Elle est charmante l'entrevue du géant de lettres et du petit
boulanger poète nîmois.
« Il y avait à Nîmes, dit Dumas dans ses Impressions
de voyage, une chose plus curieuse encore pour moi que ses monuments,
c'était son poète...»
Et l'auteur d'Antony voulut voir le poète. Il s'en fut
le trouver dans sa boulangerie : « C'était, dit-il, un
homme de trente-trois à trente-cinq ans, d'une taille au-dessus
de la moyenne, avec un teint d'un brun presque arabe, des cheveux noirs
et luisants, des dents d'émail.
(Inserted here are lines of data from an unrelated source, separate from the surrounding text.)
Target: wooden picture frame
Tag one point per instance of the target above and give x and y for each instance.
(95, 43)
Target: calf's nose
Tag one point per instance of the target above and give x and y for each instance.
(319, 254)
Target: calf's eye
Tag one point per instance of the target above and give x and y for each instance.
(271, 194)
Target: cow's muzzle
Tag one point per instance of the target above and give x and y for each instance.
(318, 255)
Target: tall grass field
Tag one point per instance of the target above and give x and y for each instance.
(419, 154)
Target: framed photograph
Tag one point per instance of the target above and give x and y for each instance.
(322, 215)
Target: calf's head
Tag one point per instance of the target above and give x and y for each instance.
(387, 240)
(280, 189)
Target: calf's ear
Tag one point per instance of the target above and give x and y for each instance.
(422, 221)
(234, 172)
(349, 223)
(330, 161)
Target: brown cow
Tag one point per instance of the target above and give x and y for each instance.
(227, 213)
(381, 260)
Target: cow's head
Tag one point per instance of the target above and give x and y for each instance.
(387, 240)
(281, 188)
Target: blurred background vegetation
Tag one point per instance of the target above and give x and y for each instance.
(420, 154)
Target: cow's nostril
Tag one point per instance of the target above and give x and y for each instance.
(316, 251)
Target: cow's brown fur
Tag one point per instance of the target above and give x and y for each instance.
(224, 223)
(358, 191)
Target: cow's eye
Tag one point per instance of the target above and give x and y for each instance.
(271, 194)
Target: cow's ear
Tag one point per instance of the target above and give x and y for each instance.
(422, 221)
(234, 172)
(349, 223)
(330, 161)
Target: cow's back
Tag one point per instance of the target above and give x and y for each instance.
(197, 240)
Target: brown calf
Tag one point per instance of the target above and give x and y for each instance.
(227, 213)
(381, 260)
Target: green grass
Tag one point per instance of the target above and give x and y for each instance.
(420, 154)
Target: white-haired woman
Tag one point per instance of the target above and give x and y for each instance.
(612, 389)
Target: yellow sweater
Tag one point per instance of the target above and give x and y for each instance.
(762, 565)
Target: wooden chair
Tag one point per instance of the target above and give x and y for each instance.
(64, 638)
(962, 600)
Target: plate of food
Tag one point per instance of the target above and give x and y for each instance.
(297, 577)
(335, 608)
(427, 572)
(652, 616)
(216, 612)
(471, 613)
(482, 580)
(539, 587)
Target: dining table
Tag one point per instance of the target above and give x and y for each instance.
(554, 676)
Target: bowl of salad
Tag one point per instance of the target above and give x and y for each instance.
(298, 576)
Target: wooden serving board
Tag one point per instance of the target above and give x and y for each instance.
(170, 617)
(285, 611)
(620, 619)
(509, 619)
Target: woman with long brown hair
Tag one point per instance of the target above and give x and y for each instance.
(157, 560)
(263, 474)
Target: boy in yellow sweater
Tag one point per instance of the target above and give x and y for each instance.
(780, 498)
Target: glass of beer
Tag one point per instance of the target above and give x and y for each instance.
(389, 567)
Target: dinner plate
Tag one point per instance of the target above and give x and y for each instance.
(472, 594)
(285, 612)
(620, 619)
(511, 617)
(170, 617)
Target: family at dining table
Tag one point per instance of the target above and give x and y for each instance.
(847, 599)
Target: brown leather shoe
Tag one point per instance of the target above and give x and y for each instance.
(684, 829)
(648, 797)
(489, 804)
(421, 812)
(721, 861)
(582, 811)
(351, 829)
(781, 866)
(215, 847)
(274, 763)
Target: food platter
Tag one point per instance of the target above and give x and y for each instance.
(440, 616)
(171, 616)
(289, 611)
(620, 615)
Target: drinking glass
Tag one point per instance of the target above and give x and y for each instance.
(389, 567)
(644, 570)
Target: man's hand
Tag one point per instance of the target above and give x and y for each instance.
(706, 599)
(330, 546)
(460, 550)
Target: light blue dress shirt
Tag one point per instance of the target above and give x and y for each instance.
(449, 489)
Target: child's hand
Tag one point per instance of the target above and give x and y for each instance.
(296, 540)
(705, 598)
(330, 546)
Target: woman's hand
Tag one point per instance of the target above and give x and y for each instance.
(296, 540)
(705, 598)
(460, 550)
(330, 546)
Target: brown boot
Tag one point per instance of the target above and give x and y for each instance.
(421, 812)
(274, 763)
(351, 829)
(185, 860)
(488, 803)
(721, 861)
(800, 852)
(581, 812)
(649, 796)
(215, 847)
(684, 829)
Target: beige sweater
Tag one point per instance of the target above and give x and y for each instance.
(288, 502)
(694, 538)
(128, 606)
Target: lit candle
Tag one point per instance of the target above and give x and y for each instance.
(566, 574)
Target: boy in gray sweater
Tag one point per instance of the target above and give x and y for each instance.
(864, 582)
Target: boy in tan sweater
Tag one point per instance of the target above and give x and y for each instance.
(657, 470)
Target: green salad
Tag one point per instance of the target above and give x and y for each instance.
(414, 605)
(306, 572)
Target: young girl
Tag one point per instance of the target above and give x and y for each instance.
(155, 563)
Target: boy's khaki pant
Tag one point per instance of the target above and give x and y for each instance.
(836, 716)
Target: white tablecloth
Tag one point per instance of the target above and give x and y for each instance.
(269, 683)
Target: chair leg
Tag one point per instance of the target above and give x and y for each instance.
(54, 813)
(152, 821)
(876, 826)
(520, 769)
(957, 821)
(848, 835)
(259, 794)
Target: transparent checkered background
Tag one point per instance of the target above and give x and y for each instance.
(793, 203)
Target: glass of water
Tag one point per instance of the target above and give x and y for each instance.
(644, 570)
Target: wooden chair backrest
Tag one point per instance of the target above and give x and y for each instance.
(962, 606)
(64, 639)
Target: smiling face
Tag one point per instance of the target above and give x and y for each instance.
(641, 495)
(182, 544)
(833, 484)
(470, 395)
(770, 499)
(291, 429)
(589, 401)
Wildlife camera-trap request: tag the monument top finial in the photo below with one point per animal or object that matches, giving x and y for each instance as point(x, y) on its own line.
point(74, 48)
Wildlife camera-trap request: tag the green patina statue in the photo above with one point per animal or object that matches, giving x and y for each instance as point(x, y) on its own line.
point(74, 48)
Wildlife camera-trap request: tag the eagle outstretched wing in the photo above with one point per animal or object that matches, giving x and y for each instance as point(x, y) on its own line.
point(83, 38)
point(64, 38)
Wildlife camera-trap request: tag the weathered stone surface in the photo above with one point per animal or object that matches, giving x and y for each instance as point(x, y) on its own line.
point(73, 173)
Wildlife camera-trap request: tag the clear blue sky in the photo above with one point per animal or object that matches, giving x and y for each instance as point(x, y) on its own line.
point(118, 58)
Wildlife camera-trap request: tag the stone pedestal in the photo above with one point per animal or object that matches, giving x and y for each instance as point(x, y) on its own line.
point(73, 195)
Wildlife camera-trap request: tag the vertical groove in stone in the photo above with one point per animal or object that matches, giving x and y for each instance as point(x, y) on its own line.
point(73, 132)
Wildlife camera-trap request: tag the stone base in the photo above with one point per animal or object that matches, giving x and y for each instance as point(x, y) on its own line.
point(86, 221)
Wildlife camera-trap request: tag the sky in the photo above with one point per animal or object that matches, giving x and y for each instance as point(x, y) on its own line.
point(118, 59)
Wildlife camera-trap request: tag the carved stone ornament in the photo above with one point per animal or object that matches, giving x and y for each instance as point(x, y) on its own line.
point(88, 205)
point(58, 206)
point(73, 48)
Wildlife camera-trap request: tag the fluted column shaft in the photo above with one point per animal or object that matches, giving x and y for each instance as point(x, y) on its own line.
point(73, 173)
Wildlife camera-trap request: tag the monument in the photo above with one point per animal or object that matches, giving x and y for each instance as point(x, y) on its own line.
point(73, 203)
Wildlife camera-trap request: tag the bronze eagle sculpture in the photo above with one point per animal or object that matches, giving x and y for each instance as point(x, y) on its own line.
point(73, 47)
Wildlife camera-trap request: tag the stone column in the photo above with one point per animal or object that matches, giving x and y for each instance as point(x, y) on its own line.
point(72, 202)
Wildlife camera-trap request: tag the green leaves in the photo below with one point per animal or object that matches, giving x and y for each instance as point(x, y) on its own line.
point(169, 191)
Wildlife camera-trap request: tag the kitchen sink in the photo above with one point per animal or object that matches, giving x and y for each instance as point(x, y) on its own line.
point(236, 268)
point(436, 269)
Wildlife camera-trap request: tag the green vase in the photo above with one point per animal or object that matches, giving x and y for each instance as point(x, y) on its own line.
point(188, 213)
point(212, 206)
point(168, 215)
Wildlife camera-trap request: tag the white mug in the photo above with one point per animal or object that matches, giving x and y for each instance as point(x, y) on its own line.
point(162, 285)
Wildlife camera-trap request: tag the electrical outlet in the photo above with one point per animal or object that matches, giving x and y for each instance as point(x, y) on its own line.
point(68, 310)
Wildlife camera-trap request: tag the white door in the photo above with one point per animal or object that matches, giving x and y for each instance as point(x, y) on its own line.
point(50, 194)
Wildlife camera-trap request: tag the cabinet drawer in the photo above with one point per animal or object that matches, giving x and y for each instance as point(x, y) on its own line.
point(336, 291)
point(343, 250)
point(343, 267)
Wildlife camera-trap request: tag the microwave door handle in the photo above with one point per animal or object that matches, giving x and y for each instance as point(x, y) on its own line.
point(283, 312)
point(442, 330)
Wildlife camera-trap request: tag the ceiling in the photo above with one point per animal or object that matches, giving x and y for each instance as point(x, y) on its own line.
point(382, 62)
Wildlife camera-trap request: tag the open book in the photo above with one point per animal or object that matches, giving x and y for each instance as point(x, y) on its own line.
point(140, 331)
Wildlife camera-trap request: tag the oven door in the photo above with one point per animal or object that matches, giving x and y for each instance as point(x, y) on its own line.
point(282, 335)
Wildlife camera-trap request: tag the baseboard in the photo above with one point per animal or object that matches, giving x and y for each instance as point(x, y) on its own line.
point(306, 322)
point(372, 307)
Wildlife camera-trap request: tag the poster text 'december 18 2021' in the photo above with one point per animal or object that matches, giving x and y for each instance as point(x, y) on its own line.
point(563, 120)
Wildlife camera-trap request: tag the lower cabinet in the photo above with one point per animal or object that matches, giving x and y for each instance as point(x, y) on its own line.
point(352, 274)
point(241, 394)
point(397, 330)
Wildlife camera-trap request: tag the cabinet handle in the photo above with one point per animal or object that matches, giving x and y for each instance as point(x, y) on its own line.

Je m'aperçus qu'il avait
des yeux magnifiques, faits pour exprimer l'amour et la colère...
»
Reboul accueillit Dumas avec la franchise du travailleur.
- Voulez-vous me permettre, lui dit-il, d'agir librement avec vous ?
- Je vous en supplie, répondit Dumas.
- Vous venez voir le poète et non le boulanger, n'est-ce pas
? Or, je suis boulanger depuis cinq heures du matin jusqu'à quatre
heures du soir ; de quatre heures du soir à minuit, je suis poète.
Voulez-vous des vers ? Revenez à cinq heures, je vous en donnerai
de mauvais.
Dumas revint à cinq heures et Reboul lui donna des vers. Il y
en avait de bons, mais il y en avait aussi de mauvais ; et les meilleurs
étaient ceux que le poète avait écrits dans son
dialecte local et sous l'inspiration de son travail. Alphonse Daudet
en fit plus tard la remarque. Parlant de Reboul, il disait : «
Quelques pièces provençales, chaudes comme un vin de terroir,
sentant l'anis et la férigoule, nous montrent le poète
qu'aurait dû être ce boulanger, s'il avait voulu parler
sa langue, la langue de son travail, de ses plaisirs, de ses passions,
la langue dans laquelle il avait dit à sa femme « je t'aime
» et « adieu » à tous les siens au moment du
mauvais passage. »
***
Au square d'Anvers, à Paris, il y a la statue d'un poète
qui eut des éclairs de génie et oui fut un ouvrier avant
d'être un poète. C'est la statue de Sedaine. Regardez-la
au passage. Le poète est revêtu du costume des tailleurs
de pierre. Avant de ciseler des rimes, il tailla des blocs de grès.
Et il s'en souvint lorsqu'il écrivit plus tard :
J'allais, les reins ployés, ébaucher
une pierre.
La tailler, l'aplanir, la retourner d'équerre.
Souvent le froid m'ôter l'usage de la voix,
Et mon ciseau glacé s'échappait de mes doigts.
Le soleil dans l'été frappant sur les murailles .
Par un double foyer me brûlait les entrailles.
Jusqu'à trente-cinq ans, le futur auteur
du Philosophe sans le savoir peina aussi pour gagner sa vie.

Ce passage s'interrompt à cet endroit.